Un court roman. le premier de celle qui s'est fait connaître d'abord sur Facebook au travers du « Journal pagailleux de
Fabienne Desseux ». Ses chroniques déjantés mais qui font mouche deviennent «
Virée ! Journal d'une chômeuse incasable en quête d'un job impossible » aux éditions
De Borée. Puis il y aura «
Traits engagés » chez Iconovox, la parole donnée aux dessinateurs de presse. La voici qui récidive dans un genre qu'elle maîtrise bien, la parodie et la satire.
Eugénie Daguère, une octogénaire nivernaise, ou neversoise comme l'auteure préfère écrire à l'instar du « Journal du Centre », patronne d'un bar en centre-ville ne s'en laisse compter par personne. Persuadée de s'être fait avoir depuis des années, elle intente une action en justice qui mène bientôt la ville au chaos. le monde entier s'en mêle et Nevers est au centre de toutes les attentions. Car la question est d'importance : Dieu existe-t-il ?
On rit beaucoup. La langue d'abord, la vieille Daguère ne l'a pas dans sa poche, elle appelle un chat un chat. Tout d'un coup, on se dit qu'on a trouvé le pendant en jupon (façon de parler car
Fabienne Desseux est plutôt en jeans) de
San Antonio. La gaudriole en moins. L'enchaînement inéluctable et forcément drôle des faits ensuite. Et là, on est dans la saga des Imogène d'Exbrayat. Mais le scénario et le ton ne sont là que pour mieux mettre en lumière les travers de notre époque. Chacun en prend pour son grade : politiciens dont le seul objectif est de garder leur petit (ou plus grand) pouvoir ; querelles familiales débouchant sur les pires entourloupes ; médias courant après le « buzz »… Avec une galerie de portraits au vitriol : une Ariane Dombasle s'égosillant à chanter dans un parc de la ville pendant que BHL prend langue avec un
Philippe de Villiers venu à cheval et en armure de chevalier de son Puy du fou ; l'égérie des Femen dans le même train que celle de la Manif pour tous ; les syndicalistes, les complotistes, les francs-maçons… Ils sont venus, ils sont tous là.

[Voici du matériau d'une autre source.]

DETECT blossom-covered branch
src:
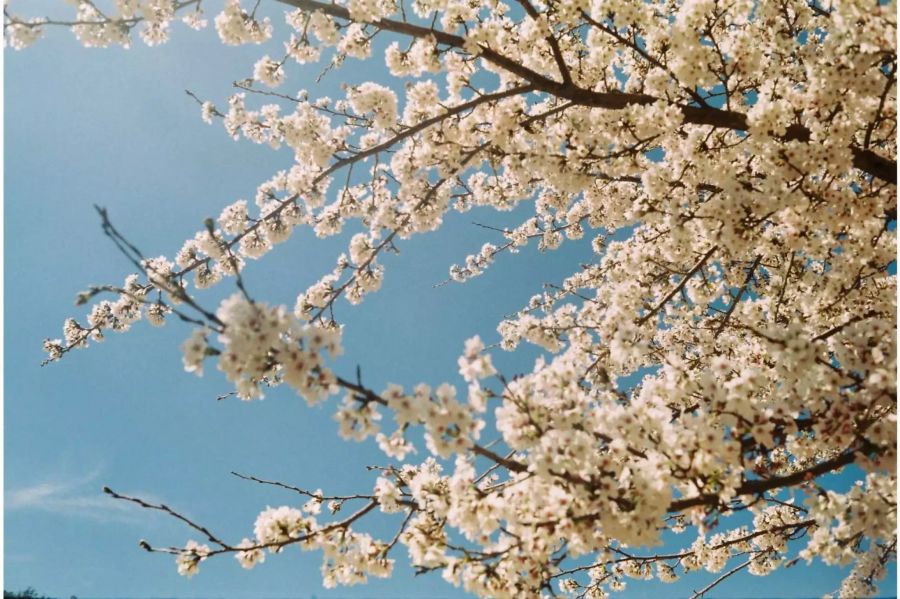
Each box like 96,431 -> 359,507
13,0 -> 896,596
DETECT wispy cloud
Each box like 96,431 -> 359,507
7,468 -> 158,524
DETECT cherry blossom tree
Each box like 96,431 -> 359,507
7,0 -> 897,596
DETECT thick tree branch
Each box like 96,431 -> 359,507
669,445 -> 868,512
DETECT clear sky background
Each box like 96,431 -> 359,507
4,2 -> 897,598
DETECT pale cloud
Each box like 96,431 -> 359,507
6,468 -> 160,524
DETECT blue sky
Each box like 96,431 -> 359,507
4,3 -> 896,598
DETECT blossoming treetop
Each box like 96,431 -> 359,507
7,0 -> 896,596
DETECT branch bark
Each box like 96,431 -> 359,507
669,446 -> 865,512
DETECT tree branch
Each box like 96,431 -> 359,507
275,0 -> 896,183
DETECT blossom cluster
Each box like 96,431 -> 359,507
186,294 -> 342,401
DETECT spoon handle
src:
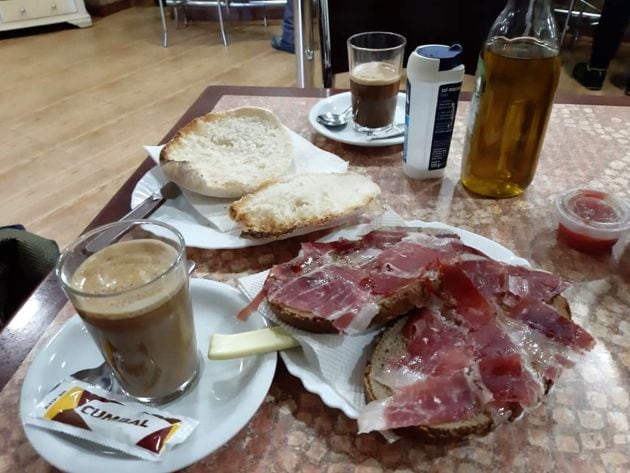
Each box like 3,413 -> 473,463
367,129 -> 405,141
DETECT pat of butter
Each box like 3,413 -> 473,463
208,327 -> 300,360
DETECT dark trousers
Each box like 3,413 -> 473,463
590,0 -> 630,69
281,0 -> 294,47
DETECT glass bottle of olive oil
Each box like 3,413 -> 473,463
461,0 -> 560,198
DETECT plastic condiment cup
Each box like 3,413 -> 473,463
554,188 -> 630,254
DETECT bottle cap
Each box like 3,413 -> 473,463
416,44 -> 463,71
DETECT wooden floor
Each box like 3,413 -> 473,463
1,4 -> 628,249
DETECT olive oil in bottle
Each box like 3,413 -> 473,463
461,0 -> 560,198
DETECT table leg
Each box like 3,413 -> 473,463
294,0 -> 314,88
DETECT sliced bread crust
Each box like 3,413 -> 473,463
229,172 -> 381,239
160,107 -> 293,198
363,294 -> 572,441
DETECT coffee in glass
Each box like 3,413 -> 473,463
347,32 -> 406,133
56,220 -> 199,405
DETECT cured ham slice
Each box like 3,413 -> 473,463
437,264 -> 496,329
370,233 -> 484,279
359,273 -> 419,296
374,307 -> 473,389
507,296 -> 595,352
361,229 -> 409,248
472,324 -> 544,408
266,266 -> 380,334
505,265 -> 570,302
444,258 -> 569,307
478,354 -> 541,406
359,372 -> 480,433
253,229 -> 483,334
497,316 -> 577,383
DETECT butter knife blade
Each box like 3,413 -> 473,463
84,181 -> 182,255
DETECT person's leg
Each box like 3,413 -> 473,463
281,0 -> 294,46
572,0 -> 630,90
271,0 -> 295,53
589,0 -> 630,69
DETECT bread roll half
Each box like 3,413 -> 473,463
229,172 -> 381,238
160,107 -> 293,198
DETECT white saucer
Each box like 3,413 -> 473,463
308,92 -> 406,147
20,279 -> 277,473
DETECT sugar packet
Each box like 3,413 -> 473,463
25,378 -> 198,461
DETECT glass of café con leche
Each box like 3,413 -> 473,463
56,220 -> 200,405
347,31 -> 406,133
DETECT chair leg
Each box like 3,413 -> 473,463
317,0 -> 333,88
183,5 -> 189,27
174,4 -> 180,29
561,0 -> 577,48
573,5 -> 586,46
217,0 -> 229,46
158,0 -> 168,47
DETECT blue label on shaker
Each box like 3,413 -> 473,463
402,78 -> 411,163
428,82 -> 462,170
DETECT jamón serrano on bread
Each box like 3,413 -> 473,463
238,228 -> 482,334
239,225 -> 596,439
159,107 -> 293,198
229,172 -> 381,239
359,259 -> 595,439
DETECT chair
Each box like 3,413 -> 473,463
316,0 -> 506,88
158,0 -> 286,48
0,226 -> 59,330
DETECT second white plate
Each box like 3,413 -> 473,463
20,279 -> 277,473
308,92 -> 406,147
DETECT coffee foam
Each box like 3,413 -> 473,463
70,239 -> 185,320
350,61 -> 400,86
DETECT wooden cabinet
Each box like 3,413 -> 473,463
0,0 -> 91,31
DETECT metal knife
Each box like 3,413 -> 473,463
84,181 -> 182,255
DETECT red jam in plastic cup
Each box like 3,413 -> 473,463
554,189 -> 630,254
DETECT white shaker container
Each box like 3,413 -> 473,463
402,44 -> 465,179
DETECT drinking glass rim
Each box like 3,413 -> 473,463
347,31 -> 407,52
56,219 -> 186,299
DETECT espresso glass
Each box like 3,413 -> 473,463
56,220 -> 200,405
347,31 -> 406,133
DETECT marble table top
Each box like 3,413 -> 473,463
2,88 -> 628,472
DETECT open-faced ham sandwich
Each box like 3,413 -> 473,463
238,228 -> 595,439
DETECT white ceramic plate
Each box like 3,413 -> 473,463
20,279 -> 277,473
308,92 -> 406,147
131,167 -> 275,249
133,128 -> 348,250
280,220 -> 529,418
131,168 -> 354,250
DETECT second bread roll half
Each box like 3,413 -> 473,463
229,172 -> 381,238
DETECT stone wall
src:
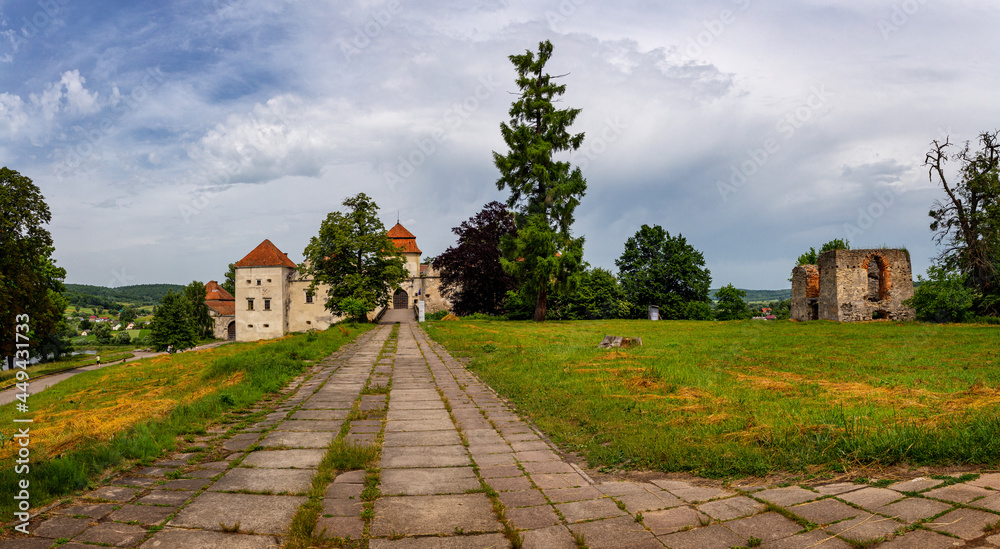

Avec en toile de fond l'emballement des réseaux sociaux et la châsse de
Bernadette Soubirous.
La force de la charge réside dans la connaissance des « affaires du monde » que possède l'ancienne journaliste. Sous couvert d'un roman parodique et satirique (c'est son sous-titre), c'est bien les travers de notre époque que dénonce
Fabienne Desseux. Comment se crée de toute pièce une affaire ? Comment les réseaux sociaux servent de formidable caisse résonance ? Quel est le rôle de la presse ? Comment le fait religieux s'insinue-t-il dans les affaires de l'État ? Travers de notre époque ? Pas seulement. Car si aujourd'hui les NTIC (Nouvelles technologies de l'information et de la communication), remplaçant le café du commerce, rendent mondiale et immédiate la diffusion de la plus insignifiante actualité, les hommes (et les femmes) ont toujours été à l'affût de ce qui peut faire scandale, prêts à prendre parti inconditionnellement pour l'un ou l'autre camp au mépris total de la notion de nuance. Et de la réflexion. Un roman qui justement ouvre à cette réflexion. Jusque dans sa fin… énigmatique.